Elazığ’da yaşanan 6,8 büyüklüğündeki yıkıcı depremin artçılarının da tehlikeli sonuçlar doğuracağını belirten Özmen, bölgede dikkatli olunması gerektiğini aktardı. Özmen, “Artçılar konusunda da mutlaka korku olabilir. 6,8 büyüklüğündeki bir depremin artçıları da 6 büyüklüğüne yaklaşabilir. Türkiye’de 5’ten daha büyük bir deprem geçmiş kayıtlara da baktığımızda hasar yapma ihtimali olan depremler. Dolayısıyla 5 ve 6 büyüklüğünde olabilecek herhangi bir artçı deprem, dayanım gücü etkilenmiş, zafiyete uğramış bölgelerde 6’ya varacak büyüklükteki bir artçı şokta yeniden o bölgedeki hasarlara neden olabilir. Dolayısıyla AFAD Başkanlığı tarafından yararlanan bu deprem parametreleriyle ilgili kayıtları da vatandaşlarımızın yakın bir şekilde takip etmesi gerekir” şeklinde konuştu.
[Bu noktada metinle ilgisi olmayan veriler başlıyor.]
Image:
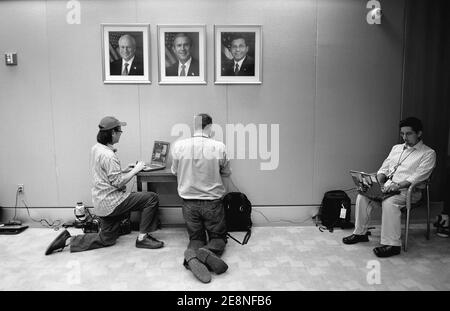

"Türkiye’de 800’e yakın deprem üretme potansiyeline sahip fay mevcut"
Türk coğrafyasının fay hatları üzerinde olduğunu hatırlatan Özmen, Türkiye’deki 81 ilin de tehlike altında olduğuna değindi. MTA’nın 2012 yılında yayınladığı diri fay haritasından yola çıkan Özmen, Türkiye’de 800’e yakın deprem üretme potansiyeli olduğunu da aktardı. Elazığ depreminin benzerlerinin ilerleyen yıllarda yaşanacağını aktaran Özmen, “Bu işlerde zaman vermek mümkün değil. 1900 yılından günümüze kadar geldiğimiz 120 yıl içinde hasar yapıcı depremlere baktığımızda; 285 tane hasar yapıcı deprem meydana gelmiş. Bunların 24 tanesi de 7’nin üzerinde şiddete sahip olan depremler. İstatiksel olarak oranlarsak 5 yılda bir Türkiye’de 7’nin üzerinde deprem gerçekleşiyor. Bunu 6-7 arasına yaklaştırdığımızda da 1 buçuk yılda oluyor. Türkiye’nin aslında başta Doğu Anadolu ve Kuzey Anadolu fayı olmak üzere her tarafı deprem tehlikesi altında. MTA tarafından 2012 yılında diri fay haritası yayınlandı. Bu diri fay haritasına baktığımızda da Türkiye’nin kara sınırları içerisinde 550 tane deprem üretme potansiyeli olan diri fay tespit edildi. Bunlar örümcek ağı misali Türkiye’nin her tarafına yayılmış durumda. Dolayısıyla Türkiye’nin neredeyse 81 ili deprem tehlikesi altında. Biz bu faylara; Karadeniz, Ege Denizi, Akdeniz ve Marmara Denizi’ndeki fayları da kattığımızda 800’e yakın deprem üretme potansiyeline sahip fay var. Dün yaşadığımız depreme benzer depremleri de ilerleyen yıllarda mutlaka yaşayacağız” dedi.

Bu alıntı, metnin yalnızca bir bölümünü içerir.